The water supply network plays a pivotal role in providing essential water resources to residents, industrial sectors, and public facilities. Within this network, the distribution segment holds a critical responsibility: to convey treated potable water to end-users while maintaining the requisite flow rate, pressure, and quality standards (Ostfeld & Salomons 2004). The water supply network is intrinsically complex, encompassing not only the conventional pipelines but also integrating valves, reservoir, and sophisticated hydraulic monitoring apparatuses (Günther et al. 2015). Effective pressure management, crucial for minimizing risks of pipeline bursts and ensuring consumer satisfaction, relies on strategies such as variable frequency pumps, zonal divisions, and real-time monitoring (Creaco et al. 2015). Accurate short-term pressure predictions enhance management efficiency and adaptability to fluctuating demands, promoting a robust and responsive network (Negharchi & Shafaghat 2022).

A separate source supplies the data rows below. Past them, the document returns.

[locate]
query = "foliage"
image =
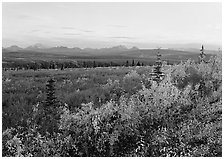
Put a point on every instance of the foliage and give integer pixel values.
(134, 116)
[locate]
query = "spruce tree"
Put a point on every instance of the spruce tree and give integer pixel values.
(202, 55)
(50, 112)
(133, 63)
(157, 73)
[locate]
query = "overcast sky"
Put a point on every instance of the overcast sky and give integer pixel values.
(107, 24)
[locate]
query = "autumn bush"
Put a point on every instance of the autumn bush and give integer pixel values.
(181, 116)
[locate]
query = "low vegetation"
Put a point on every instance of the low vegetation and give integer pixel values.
(114, 111)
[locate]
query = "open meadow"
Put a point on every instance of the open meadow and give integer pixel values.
(114, 111)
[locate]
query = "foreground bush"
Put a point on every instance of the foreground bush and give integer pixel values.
(180, 116)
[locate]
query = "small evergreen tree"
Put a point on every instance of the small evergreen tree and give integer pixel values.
(133, 63)
(138, 64)
(49, 112)
(202, 55)
(127, 63)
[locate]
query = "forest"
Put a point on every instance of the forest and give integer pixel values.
(114, 111)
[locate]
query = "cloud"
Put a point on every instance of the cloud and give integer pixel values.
(68, 28)
(86, 31)
(121, 37)
(118, 26)
(71, 34)
(35, 30)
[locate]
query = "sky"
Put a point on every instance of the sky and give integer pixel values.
(98, 25)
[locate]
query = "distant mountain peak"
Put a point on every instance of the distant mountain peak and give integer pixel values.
(37, 46)
(14, 48)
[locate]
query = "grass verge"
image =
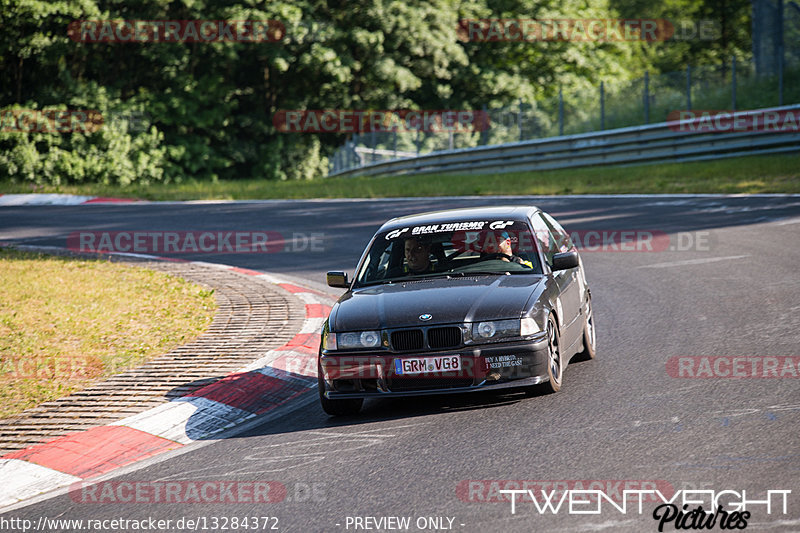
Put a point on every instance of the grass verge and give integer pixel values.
(66, 323)
(761, 174)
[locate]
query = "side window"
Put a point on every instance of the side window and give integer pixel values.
(563, 240)
(545, 238)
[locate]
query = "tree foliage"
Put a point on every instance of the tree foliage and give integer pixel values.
(208, 107)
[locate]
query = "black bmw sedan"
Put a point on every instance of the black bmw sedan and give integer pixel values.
(457, 301)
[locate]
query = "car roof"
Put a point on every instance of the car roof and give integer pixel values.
(512, 212)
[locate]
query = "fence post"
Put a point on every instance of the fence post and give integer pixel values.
(733, 83)
(688, 88)
(485, 125)
(780, 52)
(602, 106)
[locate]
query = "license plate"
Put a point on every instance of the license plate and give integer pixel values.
(423, 365)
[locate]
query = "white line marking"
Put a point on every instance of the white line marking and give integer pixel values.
(787, 222)
(22, 480)
(693, 261)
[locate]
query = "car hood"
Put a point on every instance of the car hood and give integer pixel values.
(455, 300)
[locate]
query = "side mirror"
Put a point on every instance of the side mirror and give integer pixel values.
(565, 260)
(337, 279)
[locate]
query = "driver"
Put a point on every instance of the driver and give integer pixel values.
(503, 246)
(418, 256)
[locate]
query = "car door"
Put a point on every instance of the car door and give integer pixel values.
(569, 293)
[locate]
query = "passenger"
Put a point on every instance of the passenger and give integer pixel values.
(504, 247)
(417, 252)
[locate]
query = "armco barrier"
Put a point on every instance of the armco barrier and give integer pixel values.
(663, 142)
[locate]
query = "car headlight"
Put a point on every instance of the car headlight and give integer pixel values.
(495, 329)
(358, 339)
(528, 326)
(328, 340)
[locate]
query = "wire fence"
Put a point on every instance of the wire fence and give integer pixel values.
(732, 85)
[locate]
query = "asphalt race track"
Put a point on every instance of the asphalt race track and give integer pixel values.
(726, 283)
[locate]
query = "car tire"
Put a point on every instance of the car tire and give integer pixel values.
(589, 336)
(555, 362)
(350, 406)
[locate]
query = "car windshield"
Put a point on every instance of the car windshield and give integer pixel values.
(457, 248)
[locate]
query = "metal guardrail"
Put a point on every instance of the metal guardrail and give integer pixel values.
(626, 146)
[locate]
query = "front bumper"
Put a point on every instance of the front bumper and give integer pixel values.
(483, 367)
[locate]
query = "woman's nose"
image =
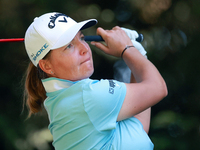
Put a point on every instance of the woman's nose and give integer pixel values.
(83, 47)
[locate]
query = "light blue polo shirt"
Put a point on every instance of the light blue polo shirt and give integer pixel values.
(83, 116)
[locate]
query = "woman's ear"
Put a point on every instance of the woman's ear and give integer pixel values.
(45, 66)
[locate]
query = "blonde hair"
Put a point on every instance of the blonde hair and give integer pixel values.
(34, 92)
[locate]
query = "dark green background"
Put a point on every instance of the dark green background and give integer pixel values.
(171, 37)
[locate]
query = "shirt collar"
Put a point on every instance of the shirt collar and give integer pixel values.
(55, 84)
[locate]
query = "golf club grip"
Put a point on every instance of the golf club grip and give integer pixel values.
(99, 38)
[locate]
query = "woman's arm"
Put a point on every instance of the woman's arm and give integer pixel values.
(149, 88)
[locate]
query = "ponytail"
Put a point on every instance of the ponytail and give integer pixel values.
(34, 92)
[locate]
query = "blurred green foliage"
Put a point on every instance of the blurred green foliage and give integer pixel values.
(172, 34)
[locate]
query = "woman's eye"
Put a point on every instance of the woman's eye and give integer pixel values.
(68, 46)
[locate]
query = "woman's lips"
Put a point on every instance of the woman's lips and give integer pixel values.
(88, 59)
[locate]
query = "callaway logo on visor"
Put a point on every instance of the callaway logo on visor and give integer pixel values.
(51, 24)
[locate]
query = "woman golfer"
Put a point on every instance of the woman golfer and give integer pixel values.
(89, 114)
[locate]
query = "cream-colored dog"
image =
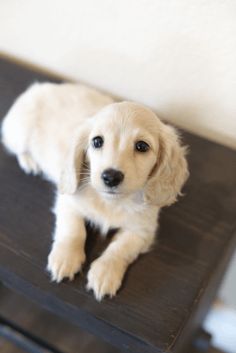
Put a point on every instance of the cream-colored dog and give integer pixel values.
(115, 164)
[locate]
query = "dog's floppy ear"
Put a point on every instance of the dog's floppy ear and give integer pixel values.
(171, 170)
(70, 174)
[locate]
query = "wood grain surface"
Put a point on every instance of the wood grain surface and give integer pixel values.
(166, 293)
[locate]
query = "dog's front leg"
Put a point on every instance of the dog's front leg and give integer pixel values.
(106, 273)
(67, 254)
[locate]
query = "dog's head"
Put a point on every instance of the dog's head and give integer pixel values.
(128, 150)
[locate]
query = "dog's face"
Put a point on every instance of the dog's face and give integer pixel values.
(122, 150)
(128, 150)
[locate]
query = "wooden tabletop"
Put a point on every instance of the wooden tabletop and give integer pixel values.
(165, 293)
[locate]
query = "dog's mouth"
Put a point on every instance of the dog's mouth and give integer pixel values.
(111, 193)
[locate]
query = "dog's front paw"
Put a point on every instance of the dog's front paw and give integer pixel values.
(64, 261)
(105, 277)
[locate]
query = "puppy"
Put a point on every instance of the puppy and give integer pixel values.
(115, 164)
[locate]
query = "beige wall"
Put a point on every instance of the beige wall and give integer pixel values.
(179, 57)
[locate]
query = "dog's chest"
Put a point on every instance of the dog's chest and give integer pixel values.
(107, 214)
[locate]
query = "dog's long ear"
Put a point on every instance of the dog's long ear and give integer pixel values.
(171, 170)
(70, 174)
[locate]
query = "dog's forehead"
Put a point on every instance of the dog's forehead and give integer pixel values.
(128, 114)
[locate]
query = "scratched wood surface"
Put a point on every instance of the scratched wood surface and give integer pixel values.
(166, 293)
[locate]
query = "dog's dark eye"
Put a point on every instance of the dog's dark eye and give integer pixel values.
(97, 142)
(141, 146)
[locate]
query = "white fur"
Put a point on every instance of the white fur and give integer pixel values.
(49, 129)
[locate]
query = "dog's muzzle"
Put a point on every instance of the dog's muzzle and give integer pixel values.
(112, 177)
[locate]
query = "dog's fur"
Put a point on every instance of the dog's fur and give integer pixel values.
(49, 129)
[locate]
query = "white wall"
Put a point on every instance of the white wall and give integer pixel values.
(178, 57)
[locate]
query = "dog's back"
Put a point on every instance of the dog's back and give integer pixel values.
(39, 126)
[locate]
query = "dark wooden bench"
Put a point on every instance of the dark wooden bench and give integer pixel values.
(166, 293)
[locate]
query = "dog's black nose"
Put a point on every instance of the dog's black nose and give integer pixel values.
(112, 177)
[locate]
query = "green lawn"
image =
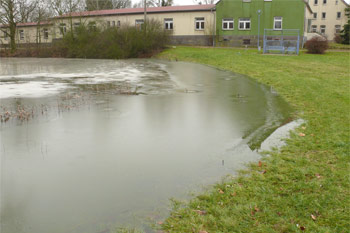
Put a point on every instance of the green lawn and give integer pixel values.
(305, 186)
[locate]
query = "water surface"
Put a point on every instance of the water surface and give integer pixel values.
(87, 145)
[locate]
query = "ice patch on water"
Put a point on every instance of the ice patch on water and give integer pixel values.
(29, 89)
(26, 78)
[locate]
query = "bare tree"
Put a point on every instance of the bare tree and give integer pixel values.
(11, 13)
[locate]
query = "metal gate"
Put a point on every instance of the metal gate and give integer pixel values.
(286, 41)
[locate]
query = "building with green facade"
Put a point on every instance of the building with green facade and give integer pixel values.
(238, 21)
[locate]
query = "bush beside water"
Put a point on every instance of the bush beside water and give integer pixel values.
(111, 43)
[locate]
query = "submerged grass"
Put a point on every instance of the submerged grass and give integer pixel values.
(303, 187)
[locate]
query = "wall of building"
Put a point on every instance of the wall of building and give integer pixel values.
(331, 8)
(291, 11)
(184, 31)
(32, 34)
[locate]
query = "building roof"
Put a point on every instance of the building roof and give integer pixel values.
(150, 10)
(28, 24)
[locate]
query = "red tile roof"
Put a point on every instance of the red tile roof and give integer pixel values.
(33, 24)
(165, 9)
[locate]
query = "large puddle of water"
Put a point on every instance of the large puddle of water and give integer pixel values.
(88, 145)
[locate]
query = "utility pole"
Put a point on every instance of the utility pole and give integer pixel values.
(259, 12)
(145, 11)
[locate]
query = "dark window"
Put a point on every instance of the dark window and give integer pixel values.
(46, 33)
(246, 41)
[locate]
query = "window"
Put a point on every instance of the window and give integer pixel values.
(139, 24)
(46, 33)
(21, 34)
(63, 28)
(277, 23)
(92, 26)
(337, 28)
(227, 24)
(338, 15)
(168, 24)
(76, 26)
(314, 28)
(244, 24)
(199, 23)
(5, 35)
(246, 41)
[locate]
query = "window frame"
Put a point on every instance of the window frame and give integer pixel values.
(339, 15)
(228, 22)
(169, 24)
(314, 27)
(244, 21)
(21, 34)
(63, 29)
(46, 33)
(275, 21)
(336, 29)
(139, 24)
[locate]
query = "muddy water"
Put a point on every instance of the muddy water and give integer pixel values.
(88, 145)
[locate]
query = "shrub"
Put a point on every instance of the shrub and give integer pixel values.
(316, 45)
(114, 43)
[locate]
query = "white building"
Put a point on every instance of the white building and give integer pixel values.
(328, 17)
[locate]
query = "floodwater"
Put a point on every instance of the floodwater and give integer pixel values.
(89, 145)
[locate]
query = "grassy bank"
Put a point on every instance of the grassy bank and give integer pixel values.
(305, 186)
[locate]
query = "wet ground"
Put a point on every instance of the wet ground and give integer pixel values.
(87, 145)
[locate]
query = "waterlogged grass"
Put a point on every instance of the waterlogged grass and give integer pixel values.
(304, 187)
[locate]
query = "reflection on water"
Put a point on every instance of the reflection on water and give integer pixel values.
(110, 142)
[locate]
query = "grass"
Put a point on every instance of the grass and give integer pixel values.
(304, 186)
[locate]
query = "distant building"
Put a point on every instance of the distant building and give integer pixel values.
(192, 25)
(328, 17)
(237, 21)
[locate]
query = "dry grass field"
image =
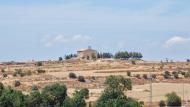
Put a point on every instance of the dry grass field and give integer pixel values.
(95, 73)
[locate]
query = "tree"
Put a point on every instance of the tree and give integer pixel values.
(12, 98)
(167, 75)
(72, 75)
(35, 99)
(118, 83)
(173, 99)
(162, 103)
(39, 64)
(53, 95)
(113, 95)
(78, 100)
(60, 59)
(81, 79)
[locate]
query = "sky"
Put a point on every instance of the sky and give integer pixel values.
(47, 29)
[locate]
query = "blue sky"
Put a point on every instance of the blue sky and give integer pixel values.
(47, 29)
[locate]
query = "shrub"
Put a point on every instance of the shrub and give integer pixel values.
(14, 74)
(183, 73)
(118, 83)
(128, 73)
(141, 103)
(176, 75)
(145, 76)
(154, 76)
(93, 77)
(53, 95)
(72, 75)
(17, 83)
(187, 74)
(173, 99)
(60, 59)
(81, 79)
(4, 75)
(34, 88)
(167, 75)
(138, 76)
(2, 70)
(41, 71)
(133, 62)
(39, 64)
(162, 103)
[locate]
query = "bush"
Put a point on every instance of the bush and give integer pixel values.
(162, 103)
(187, 74)
(34, 88)
(17, 83)
(39, 64)
(167, 75)
(176, 76)
(72, 75)
(18, 72)
(14, 74)
(93, 77)
(128, 73)
(2, 70)
(173, 99)
(4, 75)
(53, 95)
(133, 62)
(183, 73)
(154, 76)
(145, 76)
(41, 71)
(138, 76)
(81, 79)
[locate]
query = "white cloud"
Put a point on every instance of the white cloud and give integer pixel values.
(60, 39)
(176, 40)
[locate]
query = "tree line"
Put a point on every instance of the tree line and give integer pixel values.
(56, 96)
(125, 55)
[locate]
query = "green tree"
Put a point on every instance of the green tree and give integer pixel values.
(53, 95)
(35, 99)
(162, 103)
(60, 59)
(173, 100)
(113, 95)
(12, 98)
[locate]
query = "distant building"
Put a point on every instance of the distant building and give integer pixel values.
(88, 54)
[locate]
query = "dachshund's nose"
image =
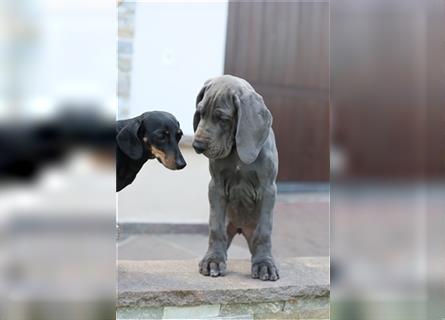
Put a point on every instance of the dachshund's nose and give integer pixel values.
(199, 146)
(180, 164)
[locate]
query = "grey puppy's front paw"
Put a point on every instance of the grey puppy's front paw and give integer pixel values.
(213, 266)
(265, 270)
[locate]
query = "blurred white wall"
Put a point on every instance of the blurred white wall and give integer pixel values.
(177, 46)
(74, 45)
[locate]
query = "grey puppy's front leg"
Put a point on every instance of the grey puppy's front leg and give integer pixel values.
(263, 264)
(214, 261)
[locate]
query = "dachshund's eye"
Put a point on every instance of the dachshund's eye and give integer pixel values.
(161, 136)
(178, 135)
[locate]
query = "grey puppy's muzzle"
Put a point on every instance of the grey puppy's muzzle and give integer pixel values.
(199, 146)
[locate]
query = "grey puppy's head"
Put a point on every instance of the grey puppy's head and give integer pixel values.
(230, 114)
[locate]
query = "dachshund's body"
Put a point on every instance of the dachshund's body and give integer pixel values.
(233, 129)
(151, 135)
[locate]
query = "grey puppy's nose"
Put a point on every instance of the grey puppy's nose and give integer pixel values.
(199, 146)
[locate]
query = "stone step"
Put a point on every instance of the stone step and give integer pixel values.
(173, 289)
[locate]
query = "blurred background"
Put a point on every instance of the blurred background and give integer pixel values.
(166, 52)
(387, 159)
(57, 173)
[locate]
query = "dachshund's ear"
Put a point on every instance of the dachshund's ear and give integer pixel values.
(254, 122)
(128, 140)
(199, 97)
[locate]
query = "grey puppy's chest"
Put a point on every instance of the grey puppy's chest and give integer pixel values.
(240, 183)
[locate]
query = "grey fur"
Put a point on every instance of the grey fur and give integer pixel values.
(233, 129)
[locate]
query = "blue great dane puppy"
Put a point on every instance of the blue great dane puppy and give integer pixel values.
(233, 129)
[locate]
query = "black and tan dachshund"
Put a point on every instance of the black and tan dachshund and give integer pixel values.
(151, 135)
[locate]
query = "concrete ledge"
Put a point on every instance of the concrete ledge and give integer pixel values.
(154, 284)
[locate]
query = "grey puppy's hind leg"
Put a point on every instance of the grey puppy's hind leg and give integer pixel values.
(260, 243)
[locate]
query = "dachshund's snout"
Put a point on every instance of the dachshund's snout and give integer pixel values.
(180, 163)
(199, 146)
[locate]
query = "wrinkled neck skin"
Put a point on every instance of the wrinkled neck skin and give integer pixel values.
(263, 170)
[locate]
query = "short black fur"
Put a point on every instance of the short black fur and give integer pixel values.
(151, 135)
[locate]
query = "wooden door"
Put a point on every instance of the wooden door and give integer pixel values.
(282, 49)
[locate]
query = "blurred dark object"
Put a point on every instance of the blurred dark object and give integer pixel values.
(25, 147)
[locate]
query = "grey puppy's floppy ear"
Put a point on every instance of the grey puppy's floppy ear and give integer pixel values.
(199, 97)
(254, 122)
(128, 140)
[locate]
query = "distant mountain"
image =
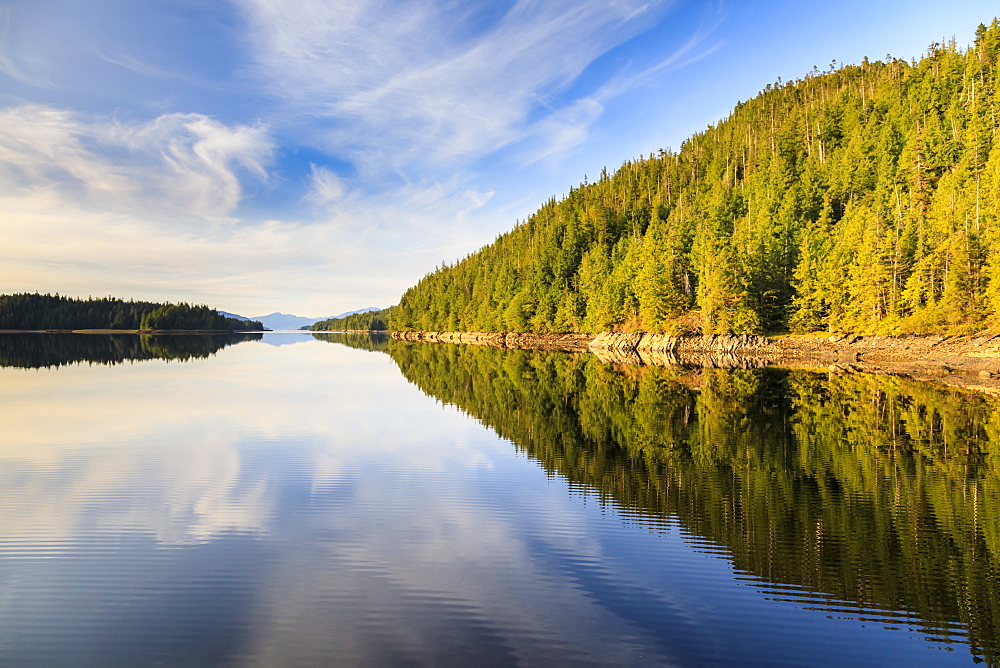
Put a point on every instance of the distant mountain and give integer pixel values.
(347, 313)
(286, 321)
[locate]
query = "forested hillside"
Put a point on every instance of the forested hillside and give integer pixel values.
(36, 311)
(864, 198)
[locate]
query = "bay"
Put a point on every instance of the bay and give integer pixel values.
(296, 499)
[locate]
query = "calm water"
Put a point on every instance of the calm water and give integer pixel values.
(333, 500)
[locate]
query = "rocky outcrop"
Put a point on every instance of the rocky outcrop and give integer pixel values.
(518, 340)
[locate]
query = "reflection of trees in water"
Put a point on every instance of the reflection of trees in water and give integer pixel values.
(362, 341)
(36, 350)
(874, 490)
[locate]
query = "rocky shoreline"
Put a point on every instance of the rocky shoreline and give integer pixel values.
(966, 361)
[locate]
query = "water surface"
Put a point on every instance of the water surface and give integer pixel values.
(338, 499)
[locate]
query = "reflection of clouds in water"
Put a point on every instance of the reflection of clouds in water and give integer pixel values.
(166, 448)
(374, 524)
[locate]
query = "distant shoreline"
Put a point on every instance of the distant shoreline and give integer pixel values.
(133, 331)
(972, 362)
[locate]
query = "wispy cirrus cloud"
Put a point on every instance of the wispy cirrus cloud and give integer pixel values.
(390, 83)
(187, 164)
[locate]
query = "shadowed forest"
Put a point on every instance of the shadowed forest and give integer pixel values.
(863, 198)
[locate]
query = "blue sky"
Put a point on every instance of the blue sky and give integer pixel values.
(319, 156)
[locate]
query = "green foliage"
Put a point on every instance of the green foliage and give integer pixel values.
(187, 317)
(864, 198)
(37, 312)
(861, 488)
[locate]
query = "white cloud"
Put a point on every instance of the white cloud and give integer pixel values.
(185, 164)
(325, 187)
(394, 83)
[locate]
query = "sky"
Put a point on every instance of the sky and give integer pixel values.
(320, 156)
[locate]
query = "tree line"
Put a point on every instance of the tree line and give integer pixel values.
(864, 487)
(37, 311)
(861, 198)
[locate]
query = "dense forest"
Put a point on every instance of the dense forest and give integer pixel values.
(37, 311)
(860, 488)
(373, 321)
(862, 198)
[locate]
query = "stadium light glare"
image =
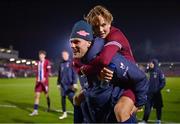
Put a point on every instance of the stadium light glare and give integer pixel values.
(8, 51)
(12, 59)
(23, 61)
(28, 63)
(18, 61)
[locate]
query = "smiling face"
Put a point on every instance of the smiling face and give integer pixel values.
(151, 65)
(100, 19)
(101, 27)
(65, 55)
(80, 47)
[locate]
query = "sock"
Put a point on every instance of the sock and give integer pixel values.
(48, 102)
(78, 116)
(36, 107)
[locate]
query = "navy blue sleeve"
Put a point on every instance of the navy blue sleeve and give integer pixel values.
(74, 76)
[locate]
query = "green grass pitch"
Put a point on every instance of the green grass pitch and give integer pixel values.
(17, 98)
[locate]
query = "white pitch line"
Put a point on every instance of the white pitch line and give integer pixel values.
(71, 112)
(8, 106)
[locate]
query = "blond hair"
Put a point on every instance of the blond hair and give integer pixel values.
(92, 16)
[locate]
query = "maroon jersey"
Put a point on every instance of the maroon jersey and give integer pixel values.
(43, 70)
(115, 42)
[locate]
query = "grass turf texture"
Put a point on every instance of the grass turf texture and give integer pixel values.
(19, 94)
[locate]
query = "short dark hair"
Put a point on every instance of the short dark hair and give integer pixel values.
(42, 52)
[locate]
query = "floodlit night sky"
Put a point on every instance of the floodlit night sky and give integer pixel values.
(152, 27)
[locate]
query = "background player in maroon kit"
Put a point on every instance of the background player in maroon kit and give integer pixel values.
(43, 71)
(100, 18)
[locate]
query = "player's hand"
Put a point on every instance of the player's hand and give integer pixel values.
(77, 99)
(106, 74)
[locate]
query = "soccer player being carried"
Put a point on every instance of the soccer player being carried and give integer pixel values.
(66, 82)
(43, 71)
(116, 42)
(100, 97)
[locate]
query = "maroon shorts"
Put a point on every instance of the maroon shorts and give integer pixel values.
(129, 93)
(41, 87)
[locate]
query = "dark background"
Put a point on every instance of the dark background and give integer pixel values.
(152, 27)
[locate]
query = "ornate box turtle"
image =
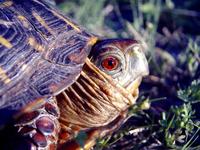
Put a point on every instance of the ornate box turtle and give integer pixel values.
(57, 79)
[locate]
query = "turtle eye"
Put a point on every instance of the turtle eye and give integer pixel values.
(110, 63)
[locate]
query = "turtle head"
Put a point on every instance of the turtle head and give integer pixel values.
(122, 59)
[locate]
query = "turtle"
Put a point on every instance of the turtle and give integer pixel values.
(59, 81)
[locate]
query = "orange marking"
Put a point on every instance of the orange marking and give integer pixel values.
(5, 42)
(67, 21)
(42, 21)
(4, 77)
(35, 45)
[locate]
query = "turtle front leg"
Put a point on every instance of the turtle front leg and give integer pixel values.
(93, 134)
(39, 128)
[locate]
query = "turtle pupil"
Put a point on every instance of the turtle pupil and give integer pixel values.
(110, 63)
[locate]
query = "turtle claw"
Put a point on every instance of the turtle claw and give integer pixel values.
(40, 127)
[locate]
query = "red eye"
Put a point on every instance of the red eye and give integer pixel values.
(110, 63)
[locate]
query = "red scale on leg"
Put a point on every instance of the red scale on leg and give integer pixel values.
(45, 125)
(28, 117)
(51, 109)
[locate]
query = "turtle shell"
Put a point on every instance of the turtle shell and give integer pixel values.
(41, 53)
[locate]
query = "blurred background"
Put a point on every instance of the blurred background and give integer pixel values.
(167, 114)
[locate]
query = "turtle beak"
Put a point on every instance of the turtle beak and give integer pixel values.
(138, 66)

In the water supply network, predicting short-term pressure fluctuations is essential for efficient water supply management, impacting resource allocation and the detection of faults within the infrastructure. Due to user activities, pressure fluctuations in the water distribution network can be both long-term and short-term (Marsili et al. 2023; Mazzoni et al. 2024). The challenge intensifies during atypical usage patterns, like extreme weather events or holidays, where predictive model reliability is paramount (Bello et al. 2019). Advanced analytical approaches are necessary to maintain precision and effectiveness in short-term pressure forecasting, contributing significantly to the reliability, safety, and economic efficiency of urban water supply systems (Stańczyk et al. 2022).

Traditional hydraulic models rely on explicit mathematical equations, which often need to be simplified and assumed to make the calculations feasible. However, water supply networks are highly nonlinear and complex, involving numerous interactions and dynamic changes, posing significant challenges for traditional hydraulic models. Conversely, deep learning models take a data-driven approach, capturing complex nonlinear relationships within the data for learning and computation, without the need for explicit mathematical descriptions. Thanks to advancements in the Internet of Things (IoT), the speed and scope of information collection have significantly improved. Deep learning models can utilize vast amounts of historical data for training, predicting future outcomes by identifying and learning patterns and trends within the data. This capability makes them particularly effective in handling high-dimensional, large-scale datasets, extracting valuable information from historical operational data to predict future pressure. Although traditional hydraulic equations are theoretically robust and effective under specific conditions, deep learning offers more flexible and precise tools, particularly when dealing with complex and variable real-world applications.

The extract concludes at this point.